Refusing a vaccine does not make you a deserter

vaccine

I write in response to the article in last week’s Sunday Mail by George Koumoullis, entitled “Accepting a mandatory lockdown but not a vaccine makes no sense”.

How a non-medical person, who has no first-hand experience of what is happening on Covid wards, or what doctors and nurses are enduring on a daily basis, can label them “deserters”, displays a level of arrogance and disrespect that beggars belief.

Governments are right to liken this pandemic to a war.
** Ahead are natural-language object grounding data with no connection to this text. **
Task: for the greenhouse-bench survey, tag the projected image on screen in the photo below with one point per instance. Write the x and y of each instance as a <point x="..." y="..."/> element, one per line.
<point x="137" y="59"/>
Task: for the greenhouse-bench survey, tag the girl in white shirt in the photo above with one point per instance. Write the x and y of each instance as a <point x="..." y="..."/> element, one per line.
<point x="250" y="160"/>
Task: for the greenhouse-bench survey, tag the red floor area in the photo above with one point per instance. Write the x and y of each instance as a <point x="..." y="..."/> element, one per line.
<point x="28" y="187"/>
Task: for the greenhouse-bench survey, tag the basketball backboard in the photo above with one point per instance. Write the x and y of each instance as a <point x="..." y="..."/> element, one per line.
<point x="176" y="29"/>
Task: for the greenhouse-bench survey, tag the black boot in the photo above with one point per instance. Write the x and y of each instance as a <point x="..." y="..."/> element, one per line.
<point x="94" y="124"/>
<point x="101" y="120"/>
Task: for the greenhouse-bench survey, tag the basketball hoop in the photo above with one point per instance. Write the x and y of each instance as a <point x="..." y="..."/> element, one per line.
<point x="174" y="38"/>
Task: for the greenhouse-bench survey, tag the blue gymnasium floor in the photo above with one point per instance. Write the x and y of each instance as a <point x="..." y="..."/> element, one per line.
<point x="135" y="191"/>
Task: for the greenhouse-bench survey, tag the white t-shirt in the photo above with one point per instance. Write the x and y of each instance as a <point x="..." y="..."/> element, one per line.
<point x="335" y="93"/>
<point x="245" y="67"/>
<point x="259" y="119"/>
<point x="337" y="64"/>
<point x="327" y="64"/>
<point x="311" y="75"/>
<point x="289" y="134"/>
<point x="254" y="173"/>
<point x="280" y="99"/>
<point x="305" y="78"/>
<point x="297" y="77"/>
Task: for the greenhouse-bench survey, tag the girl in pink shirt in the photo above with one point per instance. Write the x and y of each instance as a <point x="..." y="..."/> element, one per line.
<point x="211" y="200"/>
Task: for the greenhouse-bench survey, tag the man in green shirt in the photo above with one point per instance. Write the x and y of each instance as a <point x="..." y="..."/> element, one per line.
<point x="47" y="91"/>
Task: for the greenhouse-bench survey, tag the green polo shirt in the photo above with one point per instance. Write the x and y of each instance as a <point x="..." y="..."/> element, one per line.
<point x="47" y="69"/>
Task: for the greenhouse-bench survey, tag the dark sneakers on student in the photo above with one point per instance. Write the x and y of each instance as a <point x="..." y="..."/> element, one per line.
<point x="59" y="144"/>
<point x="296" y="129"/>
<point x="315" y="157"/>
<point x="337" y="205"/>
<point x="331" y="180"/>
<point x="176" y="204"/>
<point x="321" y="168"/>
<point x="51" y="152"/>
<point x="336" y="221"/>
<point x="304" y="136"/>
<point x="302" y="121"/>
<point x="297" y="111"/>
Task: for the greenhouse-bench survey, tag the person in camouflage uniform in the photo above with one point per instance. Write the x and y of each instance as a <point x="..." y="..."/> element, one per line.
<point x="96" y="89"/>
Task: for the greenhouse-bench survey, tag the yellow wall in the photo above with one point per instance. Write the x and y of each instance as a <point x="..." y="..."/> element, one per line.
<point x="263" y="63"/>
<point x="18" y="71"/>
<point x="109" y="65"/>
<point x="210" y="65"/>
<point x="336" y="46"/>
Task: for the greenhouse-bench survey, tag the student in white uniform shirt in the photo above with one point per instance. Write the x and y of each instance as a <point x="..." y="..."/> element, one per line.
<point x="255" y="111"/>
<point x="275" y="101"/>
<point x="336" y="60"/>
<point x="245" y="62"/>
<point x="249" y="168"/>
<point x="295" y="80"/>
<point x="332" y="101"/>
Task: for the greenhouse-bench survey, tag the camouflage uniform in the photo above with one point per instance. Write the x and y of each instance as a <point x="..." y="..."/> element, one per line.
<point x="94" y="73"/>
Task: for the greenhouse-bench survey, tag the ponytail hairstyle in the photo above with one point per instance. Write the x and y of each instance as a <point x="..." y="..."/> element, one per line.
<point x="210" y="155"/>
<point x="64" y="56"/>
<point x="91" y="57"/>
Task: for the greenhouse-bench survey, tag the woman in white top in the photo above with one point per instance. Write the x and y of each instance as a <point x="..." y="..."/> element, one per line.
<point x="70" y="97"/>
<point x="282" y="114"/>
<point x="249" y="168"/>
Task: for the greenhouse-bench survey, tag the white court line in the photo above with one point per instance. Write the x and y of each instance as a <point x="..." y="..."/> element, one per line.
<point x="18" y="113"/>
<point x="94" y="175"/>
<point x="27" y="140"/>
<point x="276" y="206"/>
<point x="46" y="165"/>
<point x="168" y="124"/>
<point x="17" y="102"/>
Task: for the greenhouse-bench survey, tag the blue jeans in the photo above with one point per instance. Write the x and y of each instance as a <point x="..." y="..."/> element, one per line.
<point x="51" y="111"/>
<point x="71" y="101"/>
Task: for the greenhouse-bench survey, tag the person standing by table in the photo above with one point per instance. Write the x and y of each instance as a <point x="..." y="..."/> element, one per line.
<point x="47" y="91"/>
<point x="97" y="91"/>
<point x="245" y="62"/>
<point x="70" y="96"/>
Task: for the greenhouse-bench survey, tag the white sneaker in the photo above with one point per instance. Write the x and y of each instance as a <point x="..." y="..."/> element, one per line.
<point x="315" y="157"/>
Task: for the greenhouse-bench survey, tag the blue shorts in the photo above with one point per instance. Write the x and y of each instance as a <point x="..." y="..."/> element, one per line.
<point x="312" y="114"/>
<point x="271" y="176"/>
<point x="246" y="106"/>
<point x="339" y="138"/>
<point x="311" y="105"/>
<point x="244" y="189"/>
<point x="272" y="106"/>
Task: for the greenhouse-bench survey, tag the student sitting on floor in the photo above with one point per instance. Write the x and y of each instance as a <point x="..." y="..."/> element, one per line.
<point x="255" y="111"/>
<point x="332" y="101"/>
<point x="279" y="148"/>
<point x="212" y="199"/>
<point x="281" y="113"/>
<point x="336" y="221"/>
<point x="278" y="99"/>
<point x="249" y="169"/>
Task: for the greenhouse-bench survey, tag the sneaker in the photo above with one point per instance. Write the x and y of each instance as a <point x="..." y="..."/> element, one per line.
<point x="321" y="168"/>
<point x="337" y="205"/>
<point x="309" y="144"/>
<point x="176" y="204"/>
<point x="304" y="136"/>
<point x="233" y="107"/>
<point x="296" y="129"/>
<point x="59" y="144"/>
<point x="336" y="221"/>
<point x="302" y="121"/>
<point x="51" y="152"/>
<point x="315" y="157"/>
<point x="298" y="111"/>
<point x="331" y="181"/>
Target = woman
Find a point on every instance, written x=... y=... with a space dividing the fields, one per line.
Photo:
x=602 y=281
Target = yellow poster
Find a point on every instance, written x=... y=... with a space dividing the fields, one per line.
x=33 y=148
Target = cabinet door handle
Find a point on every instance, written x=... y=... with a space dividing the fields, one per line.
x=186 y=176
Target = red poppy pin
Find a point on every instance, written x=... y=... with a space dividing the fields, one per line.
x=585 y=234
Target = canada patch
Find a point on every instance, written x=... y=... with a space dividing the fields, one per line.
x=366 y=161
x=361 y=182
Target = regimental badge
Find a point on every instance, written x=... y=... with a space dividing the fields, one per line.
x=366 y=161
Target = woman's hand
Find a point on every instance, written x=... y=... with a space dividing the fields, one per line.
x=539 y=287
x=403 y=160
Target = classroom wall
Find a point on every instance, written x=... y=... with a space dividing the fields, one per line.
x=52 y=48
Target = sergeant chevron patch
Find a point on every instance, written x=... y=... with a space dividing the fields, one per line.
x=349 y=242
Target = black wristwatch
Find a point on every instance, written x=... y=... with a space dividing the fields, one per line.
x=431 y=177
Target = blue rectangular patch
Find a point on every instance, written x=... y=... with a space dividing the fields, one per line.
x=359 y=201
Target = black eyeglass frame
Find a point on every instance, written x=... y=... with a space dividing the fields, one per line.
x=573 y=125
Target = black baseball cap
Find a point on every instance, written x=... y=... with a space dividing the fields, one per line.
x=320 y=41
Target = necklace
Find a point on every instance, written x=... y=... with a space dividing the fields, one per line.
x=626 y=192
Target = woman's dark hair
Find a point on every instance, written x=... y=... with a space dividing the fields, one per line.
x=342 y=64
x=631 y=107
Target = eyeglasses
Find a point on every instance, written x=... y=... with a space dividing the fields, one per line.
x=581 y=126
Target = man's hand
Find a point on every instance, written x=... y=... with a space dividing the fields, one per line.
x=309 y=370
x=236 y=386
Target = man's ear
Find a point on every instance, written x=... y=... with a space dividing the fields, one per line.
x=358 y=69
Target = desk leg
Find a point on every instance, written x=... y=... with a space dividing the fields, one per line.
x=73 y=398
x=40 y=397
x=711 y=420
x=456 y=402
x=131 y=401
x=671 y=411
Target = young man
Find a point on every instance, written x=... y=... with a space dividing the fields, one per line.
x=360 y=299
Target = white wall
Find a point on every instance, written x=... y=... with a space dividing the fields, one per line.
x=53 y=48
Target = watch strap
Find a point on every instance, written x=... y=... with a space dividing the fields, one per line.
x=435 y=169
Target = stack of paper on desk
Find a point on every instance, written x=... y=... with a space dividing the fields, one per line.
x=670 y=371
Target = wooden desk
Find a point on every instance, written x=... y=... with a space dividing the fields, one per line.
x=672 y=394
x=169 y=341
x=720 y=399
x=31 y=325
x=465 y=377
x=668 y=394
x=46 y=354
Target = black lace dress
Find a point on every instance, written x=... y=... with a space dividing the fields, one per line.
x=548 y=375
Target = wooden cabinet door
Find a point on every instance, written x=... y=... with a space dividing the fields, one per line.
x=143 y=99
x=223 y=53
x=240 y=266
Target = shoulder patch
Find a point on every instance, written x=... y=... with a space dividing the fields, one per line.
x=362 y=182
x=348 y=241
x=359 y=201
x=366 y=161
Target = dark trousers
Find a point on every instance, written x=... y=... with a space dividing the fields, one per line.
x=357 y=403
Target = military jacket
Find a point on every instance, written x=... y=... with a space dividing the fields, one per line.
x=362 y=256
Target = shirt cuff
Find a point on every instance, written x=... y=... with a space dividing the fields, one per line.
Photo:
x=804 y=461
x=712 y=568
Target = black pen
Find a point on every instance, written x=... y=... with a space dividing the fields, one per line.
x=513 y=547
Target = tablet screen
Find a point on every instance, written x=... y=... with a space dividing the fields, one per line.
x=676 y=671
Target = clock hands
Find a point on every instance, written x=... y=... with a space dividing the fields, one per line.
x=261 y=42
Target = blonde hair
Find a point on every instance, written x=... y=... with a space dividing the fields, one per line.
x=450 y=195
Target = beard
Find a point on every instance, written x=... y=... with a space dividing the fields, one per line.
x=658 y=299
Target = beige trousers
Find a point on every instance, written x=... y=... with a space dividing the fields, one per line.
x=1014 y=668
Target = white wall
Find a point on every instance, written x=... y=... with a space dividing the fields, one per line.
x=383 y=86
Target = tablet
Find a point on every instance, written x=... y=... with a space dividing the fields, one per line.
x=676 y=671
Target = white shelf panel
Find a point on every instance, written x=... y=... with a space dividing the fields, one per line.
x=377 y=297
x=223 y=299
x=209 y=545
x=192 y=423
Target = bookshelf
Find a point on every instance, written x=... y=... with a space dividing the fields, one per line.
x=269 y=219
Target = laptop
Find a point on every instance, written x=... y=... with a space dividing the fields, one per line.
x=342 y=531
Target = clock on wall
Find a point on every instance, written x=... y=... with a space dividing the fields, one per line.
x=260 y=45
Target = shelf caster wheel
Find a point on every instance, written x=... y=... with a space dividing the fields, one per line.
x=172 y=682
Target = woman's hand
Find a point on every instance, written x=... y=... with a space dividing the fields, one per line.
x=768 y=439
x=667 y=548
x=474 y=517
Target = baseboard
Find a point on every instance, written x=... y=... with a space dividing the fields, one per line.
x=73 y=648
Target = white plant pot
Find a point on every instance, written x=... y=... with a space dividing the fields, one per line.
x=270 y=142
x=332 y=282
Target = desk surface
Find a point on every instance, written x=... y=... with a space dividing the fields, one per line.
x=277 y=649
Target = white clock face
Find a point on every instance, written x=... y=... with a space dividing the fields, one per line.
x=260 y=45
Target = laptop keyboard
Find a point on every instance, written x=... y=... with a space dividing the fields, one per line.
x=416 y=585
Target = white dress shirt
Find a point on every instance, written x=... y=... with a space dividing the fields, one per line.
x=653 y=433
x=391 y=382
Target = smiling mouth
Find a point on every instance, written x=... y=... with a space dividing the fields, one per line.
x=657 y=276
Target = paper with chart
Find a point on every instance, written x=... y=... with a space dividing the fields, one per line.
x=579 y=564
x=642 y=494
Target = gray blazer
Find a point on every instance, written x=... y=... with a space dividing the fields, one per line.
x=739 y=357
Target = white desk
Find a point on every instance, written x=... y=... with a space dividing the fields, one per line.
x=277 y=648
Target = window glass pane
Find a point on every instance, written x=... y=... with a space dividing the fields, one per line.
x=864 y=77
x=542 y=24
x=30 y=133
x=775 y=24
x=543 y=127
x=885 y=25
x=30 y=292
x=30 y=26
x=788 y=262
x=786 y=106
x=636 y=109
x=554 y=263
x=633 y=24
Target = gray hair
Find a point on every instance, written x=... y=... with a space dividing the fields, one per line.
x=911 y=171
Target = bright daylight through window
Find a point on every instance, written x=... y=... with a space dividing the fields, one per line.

As in any situation where life appears to be threatened, there is mass hysteria among the people, which leads to the desired effect of obedience and acquiescence, with subsequent loss of human and civil liberties.

However, we do still have some human rights, so those who choose not to have the vaccine should not be treated as outcasts.

The mere fact that it is the healthcare professionals, those on the frontline, that are the ‘deserters’, rejecting the vaccine, should surely make us wake up and listen.

That aside, the doctors and nurses who risk their lives day after day on Covid wards, undertaking tasks that I’m sure Mr Koumoullis cannot even imagine, should be hailed as ‘war heros’, not deserters.

In the real world, taking part in clinical trials is a personal choice. Covid vaccines are still in the trial phase, and will not be complete until January 2023, in the case of the Pfizer-BioNTech vaccine.

Those who wish to be part of it, good on you. But those who wish to decline, or just wait a while, should be allowed to do so without being judged.